ChromaDB and HuggingFace cannot process large files

489 views Asked by At

I am trying to process 1000+ page PDFs using huggingface embeddings and chroma db. Whenever I try to upload a large file, however, I get the error below. I don't know if chromadb can handle that big of files but I thought I'd ask so I can see my options with chromadb or if I need to change the database. Any help would be appreciated to resolve this issue!
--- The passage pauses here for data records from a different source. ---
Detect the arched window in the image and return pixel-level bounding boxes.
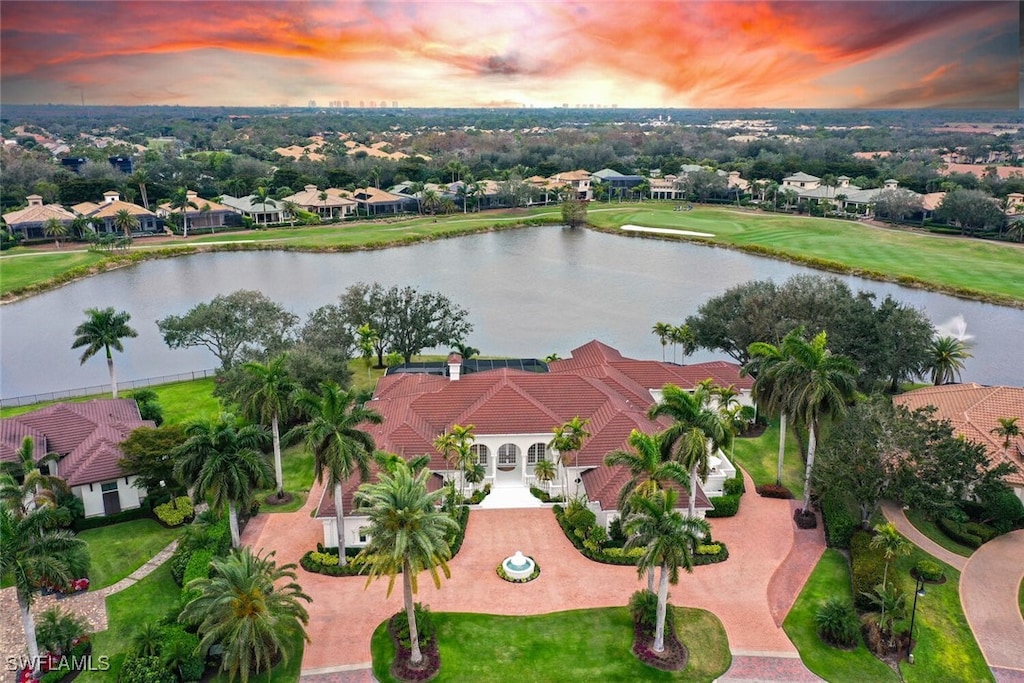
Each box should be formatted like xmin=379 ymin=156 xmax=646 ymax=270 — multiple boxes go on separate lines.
xmin=469 ymin=443 xmax=490 ymax=467
xmin=498 ymin=443 xmax=519 ymax=465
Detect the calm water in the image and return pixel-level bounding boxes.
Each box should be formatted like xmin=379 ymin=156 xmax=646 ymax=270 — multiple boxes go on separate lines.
xmin=0 ymin=227 xmax=1024 ymax=398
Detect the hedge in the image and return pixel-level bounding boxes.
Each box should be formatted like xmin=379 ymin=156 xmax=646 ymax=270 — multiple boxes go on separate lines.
xmin=850 ymin=531 xmax=886 ymax=611
xmin=820 ymin=490 xmax=860 ymax=548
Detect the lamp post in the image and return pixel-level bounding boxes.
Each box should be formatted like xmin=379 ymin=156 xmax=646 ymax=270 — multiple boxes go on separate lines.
xmin=906 ymin=575 xmax=925 ymax=664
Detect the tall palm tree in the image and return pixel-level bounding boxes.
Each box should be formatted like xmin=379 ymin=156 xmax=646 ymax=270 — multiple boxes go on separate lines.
xmin=178 ymin=548 xmax=312 ymax=683
xmin=741 ymin=335 xmax=786 ymax=486
xmin=928 ymin=337 xmax=973 ymax=386
xmin=236 ymin=353 xmax=297 ymax=500
xmin=772 ymin=328 xmax=858 ymax=511
xmin=71 ymin=306 xmax=138 ymax=398
xmin=0 ymin=436 xmax=71 ymax=515
xmin=43 ymin=218 xmax=70 ymax=249
xmin=988 ymin=418 xmax=1021 ymax=450
xmin=169 ymin=187 xmax=199 ymax=238
xmin=626 ymin=488 xmax=711 ymax=652
xmin=651 ymin=323 xmax=675 ymax=362
xmin=173 ymin=414 xmax=273 ymax=548
xmin=434 ymin=425 xmax=476 ymax=499
xmin=286 ymin=382 xmax=384 ymax=566
xmin=114 ymin=209 xmax=140 ymax=238
xmin=548 ymin=415 xmax=590 ymax=501
xmin=647 ymin=384 xmax=732 ymax=517
xmin=0 ymin=505 xmax=85 ymax=674
xmin=355 ymin=463 xmax=458 ymax=665
xmin=253 ymin=186 xmax=278 ymax=224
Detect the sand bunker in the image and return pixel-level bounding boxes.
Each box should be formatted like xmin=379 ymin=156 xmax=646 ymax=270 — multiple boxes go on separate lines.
xmin=622 ymin=225 xmax=715 ymax=238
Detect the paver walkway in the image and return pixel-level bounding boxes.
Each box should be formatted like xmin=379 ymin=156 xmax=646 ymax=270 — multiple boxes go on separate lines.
xmin=0 ymin=541 xmax=178 ymax=657
xmin=243 ymin=477 xmax=824 ymax=683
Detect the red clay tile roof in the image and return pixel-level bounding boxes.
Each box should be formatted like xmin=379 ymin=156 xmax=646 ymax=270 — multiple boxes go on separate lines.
xmin=893 ymin=384 xmax=1024 ymax=486
xmin=0 ymin=398 xmax=156 ymax=486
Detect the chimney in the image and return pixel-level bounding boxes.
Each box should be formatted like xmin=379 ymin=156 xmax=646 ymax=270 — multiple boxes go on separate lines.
xmin=447 ymin=351 xmax=462 ymax=382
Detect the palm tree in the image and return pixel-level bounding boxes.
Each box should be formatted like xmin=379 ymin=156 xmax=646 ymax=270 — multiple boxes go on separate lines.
xmin=988 ymin=418 xmax=1021 ymax=450
xmin=0 ymin=505 xmax=85 ymax=674
xmin=178 ymin=548 xmax=312 ymax=683
xmin=929 ymin=337 xmax=973 ymax=386
xmin=286 ymin=382 xmax=384 ymax=566
xmin=626 ymin=488 xmax=711 ymax=652
xmin=355 ymin=463 xmax=458 ymax=665
xmin=434 ymin=425 xmax=476 ymax=500
xmin=604 ymin=429 xmax=688 ymax=517
xmin=253 ymin=186 xmax=278 ymax=224
xmin=741 ymin=335 xmax=787 ymax=486
xmin=548 ymin=415 xmax=590 ymax=501
xmin=71 ymin=306 xmax=138 ymax=398
xmin=114 ymin=209 xmax=140 ymax=238
xmin=0 ymin=436 xmax=71 ymax=515
xmin=236 ymin=353 xmax=297 ymax=501
xmin=174 ymin=414 xmax=273 ymax=548
xmin=772 ymin=328 xmax=858 ymax=511
xmin=651 ymin=323 xmax=675 ymax=362
xmin=169 ymin=187 xmax=199 ymax=238
xmin=647 ymin=384 xmax=732 ymax=517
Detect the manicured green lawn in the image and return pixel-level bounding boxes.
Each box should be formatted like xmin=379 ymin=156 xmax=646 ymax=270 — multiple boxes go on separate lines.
xmin=371 ymin=607 xmax=732 ymax=683
xmin=733 ymin=421 xmax=804 ymax=499
xmin=782 ymin=549 xmax=899 ymax=683
xmin=906 ymin=510 xmax=974 ymax=557
xmin=78 ymin=519 xmax=181 ymax=591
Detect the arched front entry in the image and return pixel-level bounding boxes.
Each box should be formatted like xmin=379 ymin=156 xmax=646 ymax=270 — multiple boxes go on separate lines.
xmin=495 ymin=443 xmax=522 ymax=486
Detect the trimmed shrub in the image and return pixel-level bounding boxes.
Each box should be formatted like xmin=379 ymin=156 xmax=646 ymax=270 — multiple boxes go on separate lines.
xmin=850 ymin=531 xmax=886 ymax=611
xmin=705 ymin=493 xmax=740 ymax=517
xmin=820 ymin=490 xmax=860 ymax=548
xmin=814 ymin=597 xmax=860 ymax=647
xmin=153 ymin=496 xmax=195 ymax=526
xmin=757 ymin=483 xmax=793 ymax=500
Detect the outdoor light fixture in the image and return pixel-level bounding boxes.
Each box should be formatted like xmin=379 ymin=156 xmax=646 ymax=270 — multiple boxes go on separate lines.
xmin=906 ymin=575 xmax=925 ymax=664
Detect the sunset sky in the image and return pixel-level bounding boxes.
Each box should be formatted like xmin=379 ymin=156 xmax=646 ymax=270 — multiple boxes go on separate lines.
xmin=0 ymin=0 xmax=1020 ymax=109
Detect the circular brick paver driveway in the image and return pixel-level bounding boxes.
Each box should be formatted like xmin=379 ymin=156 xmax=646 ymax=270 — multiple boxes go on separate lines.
xmin=244 ymin=477 xmax=824 ymax=673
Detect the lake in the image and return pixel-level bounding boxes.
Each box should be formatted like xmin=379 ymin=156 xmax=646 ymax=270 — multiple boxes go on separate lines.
xmin=0 ymin=226 xmax=1024 ymax=398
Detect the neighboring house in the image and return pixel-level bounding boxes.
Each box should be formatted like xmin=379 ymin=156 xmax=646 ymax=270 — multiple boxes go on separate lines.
xmin=157 ymin=189 xmax=236 ymax=231
xmin=0 ymin=398 xmax=156 ymax=517
xmin=316 ymin=341 xmax=752 ymax=546
xmin=3 ymin=195 xmax=75 ymax=240
xmin=72 ymin=190 xmax=161 ymax=234
xmin=220 ymin=195 xmax=288 ymax=225
xmin=279 ymin=185 xmax=357 ymax=220
xmin=893 ymin=384 xmax=1024 ymax=502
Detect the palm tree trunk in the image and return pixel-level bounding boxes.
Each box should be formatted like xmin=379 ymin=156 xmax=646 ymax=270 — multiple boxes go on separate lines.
xmin=270 ymin=413 xmax=285 ymax=500
xmin=651 ymin=564 xmax=669 ymax=652
xmin=334 ymin=481 xmax=348 ymax=566
xmin=106 ymin=348 xmax=118 ymax=398
xmin=401 ymin=560 xmax=423 ymax=665
xmin=227 ymin=501 xmax=242 ymax=549
xmin=804 ymin=421 xmax=818 ymax=512
xmin=17 ymin=595 xmax=40 ymax=674
xmin=775 ymin=413 xmax=785 ymax=486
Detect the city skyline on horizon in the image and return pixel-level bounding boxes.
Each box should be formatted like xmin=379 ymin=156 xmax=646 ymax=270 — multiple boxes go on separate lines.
xmin=0 ymin=0 xmax=1021 ymax=110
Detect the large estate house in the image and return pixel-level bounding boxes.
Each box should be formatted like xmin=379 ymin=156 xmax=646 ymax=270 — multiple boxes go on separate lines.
xmin=316 ymin=341 xmax=753 ymax=547
xmin=0 ymin=398 xmax=156 ymax=517
xmin=893 ymin=384 xmax=1024 ymax=502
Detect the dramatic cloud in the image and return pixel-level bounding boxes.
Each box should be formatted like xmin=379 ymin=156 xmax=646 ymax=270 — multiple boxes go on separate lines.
xmin=0 ymin=0 xmax=1020 ymax=108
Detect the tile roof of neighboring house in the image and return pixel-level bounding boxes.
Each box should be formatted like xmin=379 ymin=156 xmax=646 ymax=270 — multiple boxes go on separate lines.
xmin=3 ymin=204 xmax=75 ymax=226
xmin=893 ymin=384 xmax=1024 ymax=486
xmin=0 ymin=398 xmax=156 ymax=486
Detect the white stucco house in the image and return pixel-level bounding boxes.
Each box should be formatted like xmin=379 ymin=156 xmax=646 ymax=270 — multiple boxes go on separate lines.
xmin=0 ymin=398 xmax=156 ymax=517
xmin=316 ymin=341 xmax=753 ymax=547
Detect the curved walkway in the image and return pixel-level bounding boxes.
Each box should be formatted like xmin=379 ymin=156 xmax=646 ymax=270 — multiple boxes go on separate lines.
xmin=882 ymin=501 xmax=1024 ymax=683
xmin=243 ymin=477 xmax=824 ymax=681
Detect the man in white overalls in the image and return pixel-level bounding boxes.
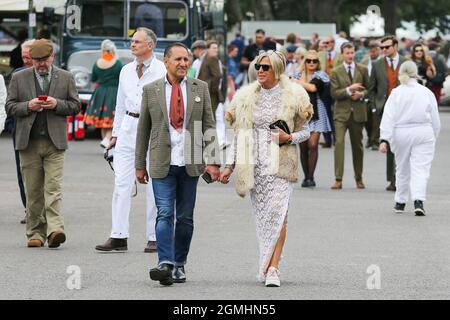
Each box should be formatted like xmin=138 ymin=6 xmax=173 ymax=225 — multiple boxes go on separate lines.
xmin=95 ymin=28 xmax=166 ymax=252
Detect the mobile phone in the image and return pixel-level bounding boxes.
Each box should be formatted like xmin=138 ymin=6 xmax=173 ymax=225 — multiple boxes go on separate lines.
xmin=202 ymin=172 xmax=212 ymax=183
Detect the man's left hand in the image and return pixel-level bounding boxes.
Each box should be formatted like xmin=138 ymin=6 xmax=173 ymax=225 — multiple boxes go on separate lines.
xmin=205 ymin=165 xmax=220 ymax=181
xmin=352 ymin=91 xmax=364 ymax=101
xmin=42 ymin=97 xmax=58 ymax=110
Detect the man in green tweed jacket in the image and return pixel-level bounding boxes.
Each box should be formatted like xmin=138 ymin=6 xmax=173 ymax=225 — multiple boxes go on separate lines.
xmin=136 ymin=43 xmax=220 ymax=285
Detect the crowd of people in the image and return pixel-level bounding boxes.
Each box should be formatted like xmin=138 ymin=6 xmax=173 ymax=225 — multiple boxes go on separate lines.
xmin=0 ymin=27 xmax=446 ymax=287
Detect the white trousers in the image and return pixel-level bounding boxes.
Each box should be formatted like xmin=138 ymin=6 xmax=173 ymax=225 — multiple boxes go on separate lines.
xmin=111 ymin=115 xmax=157 ymax=241
xmin=216 ymin=102 xmax=227 ymax=146
xmin=393 ymin=126 xmax=436 ymax=203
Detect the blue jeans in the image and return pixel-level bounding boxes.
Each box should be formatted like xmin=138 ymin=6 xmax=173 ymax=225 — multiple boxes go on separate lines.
xmin=152 ymin=166 xmax=198 ymax=266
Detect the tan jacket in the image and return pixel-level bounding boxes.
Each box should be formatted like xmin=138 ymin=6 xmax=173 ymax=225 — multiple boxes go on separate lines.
xmin=225 ymin=75 xmax=313 ymax=197
xmin=5 ymin=66 xmax=81 ymax=150
xmin=135 ymin=77 xmax=220 ymax=179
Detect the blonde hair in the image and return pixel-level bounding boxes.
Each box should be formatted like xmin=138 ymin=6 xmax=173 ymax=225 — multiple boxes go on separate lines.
xmin=256 ymin=50 xmax=286 ymax=80
xmin=298 ymin=50 xmax=320 ymax=74
xmin=20 ymin=39 xmax=35 ymax=50
xmin=398 ymin=61 xmax=418 ymax=84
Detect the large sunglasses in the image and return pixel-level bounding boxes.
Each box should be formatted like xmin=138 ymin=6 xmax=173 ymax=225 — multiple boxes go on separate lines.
xmin=380 ymin=44 xmax=393 ymax=50
xmin=255 ymin=63 xmax=270 ymax=71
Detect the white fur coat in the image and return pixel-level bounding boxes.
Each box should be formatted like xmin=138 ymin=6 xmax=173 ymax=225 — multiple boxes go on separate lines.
xmin=225 ymin=75 xmax=313 ymax=197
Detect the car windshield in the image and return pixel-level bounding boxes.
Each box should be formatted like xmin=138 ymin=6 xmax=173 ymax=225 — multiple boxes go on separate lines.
xmin=66 ymin=0 xmax=188 ymax=41
xmin=130 ymin=1 xmax=187 ymax=40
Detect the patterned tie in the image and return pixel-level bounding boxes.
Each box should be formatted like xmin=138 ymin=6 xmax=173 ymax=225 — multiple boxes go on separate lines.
xmin=389 ymin=58 xmax=395 ymax=71
xmin=138 ymin=63 xmax=144 ymax=79
xmin=347 ymin=66 xmax=353 ymax=83
xmin=167 ymin=78 xmax=184 ymax=132
xmin=42 ymin=74 xmax=50 ymax=94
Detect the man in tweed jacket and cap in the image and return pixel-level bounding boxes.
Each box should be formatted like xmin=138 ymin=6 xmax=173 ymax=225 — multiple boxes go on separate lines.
xmin=6 ymin=39 xmax=80 ymax=248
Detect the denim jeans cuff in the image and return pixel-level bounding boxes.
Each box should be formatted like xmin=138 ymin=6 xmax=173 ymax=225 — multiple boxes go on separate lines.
xmin=158 ymin=260 xmax=174 ymax=266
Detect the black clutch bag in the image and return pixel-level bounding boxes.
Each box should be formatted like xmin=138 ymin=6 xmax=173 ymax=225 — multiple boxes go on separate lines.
xmin=269 ymin=120 xmax=291 ymax=147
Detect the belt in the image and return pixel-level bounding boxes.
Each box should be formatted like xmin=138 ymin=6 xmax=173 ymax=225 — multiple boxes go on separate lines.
xmin=125 ymin=111 xmax=139 ymax=118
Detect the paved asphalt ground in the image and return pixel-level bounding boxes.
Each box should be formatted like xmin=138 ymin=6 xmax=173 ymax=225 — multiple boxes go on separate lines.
xmin=0 ymin=112 xmax=450 ymax=300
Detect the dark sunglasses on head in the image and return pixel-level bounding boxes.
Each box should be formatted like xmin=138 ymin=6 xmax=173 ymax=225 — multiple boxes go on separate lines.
xmin=255 ymin=63 xmax=270 ymax=71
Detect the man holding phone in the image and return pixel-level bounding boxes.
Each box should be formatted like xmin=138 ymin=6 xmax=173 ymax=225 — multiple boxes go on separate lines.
xmin=6 ymin=39 xmax=80 ymax=248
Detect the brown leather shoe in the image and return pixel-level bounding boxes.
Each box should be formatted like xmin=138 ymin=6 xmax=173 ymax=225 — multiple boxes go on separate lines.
xmin=331 ymin=180 xmax=342 ymax=190
xmin=144 ymin=241 xmax=158 ymax=253
xmin=356 ymin=180 xmax=366 ymax=189
xmin=48 ymin=231 xmax=66 ymax=248
xmin=95 ymin=238 xmax=128 ymax=251
xmin=27 ymin=239 xmax=44 ymax=248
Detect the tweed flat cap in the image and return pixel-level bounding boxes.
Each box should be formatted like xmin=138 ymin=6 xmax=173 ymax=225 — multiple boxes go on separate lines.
xmin=191 ymin=40 xmax=208 ymax=50
xmin=30 ymin=39 xmax=53 ymax=59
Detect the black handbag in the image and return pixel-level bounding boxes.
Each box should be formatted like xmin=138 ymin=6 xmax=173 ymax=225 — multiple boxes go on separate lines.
xmin=269 ymin=120 xmax=291 ymax=147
 File "/Library/Frameworks/Python.framework/Versions/3.11/lib/python3.11/site-packages/langchain/vectorstores/chroma.py", line 613, in from_documents
    return cls.from_texts(
           ^^^^^^^^^^^^^^^
  File "/Library/Frameworks/Python.framework/Versions/3.11/lib/python3.11/site-packages/langchain/vectorstores/chroma.py", line 577, in from_texts
    chroma_collection.add_texts(texts=texts, metadatas=metadatas, ids=ids)
  File "/Library/Frameworks/Python.framework/Versions/3.11/lib/python3.11/site-packages/langchain/vectorstores/chroma.py", line 205, in add_texts
    [embeddings[idx] for idx in non_empty_ids] if embeddings else None
  File "/Library/Frameworks/Python.framework/Versions/3.11/lib/python3.11/site-packages/langchain/vectorstores/chroma.py", line 205, in <listcomp>
    [embeddings[idx] for idx in non_empty_ids] if embeddings else None
     ^^^^^^^^^^^^^^^^^^^^^^^^^^^^^^^^^^^^^^^^^^^^^^^^^^^^^^^^^^^^^^^^^
KeyError: 0

Python Code

embeddings = HuggingFaceHubEmbeddings(huggingfacehub_api_token=access_token)
loader = OnlinePDFLoader(document)
documents = loader.load()
text_splitter = CharacterTextSplitter(chunk_size=300, chunk_overlap=0)
texts = text_splitter.split_documents(documents)
db = Chroma.from_documents(texts, embeddings, persist_directory="./chroma_db")
1

There are 1 answers

0
Jon M On

I don't know if the file is too big for Chroma. My files are always smaller. However, a chunking size of 300 is not very large and likely to compromise your ability to search with enough document context later.

You might want to increase that to at least 512. If number of chunks is a problem for Chroma, then you might just avoid it, and get better search results.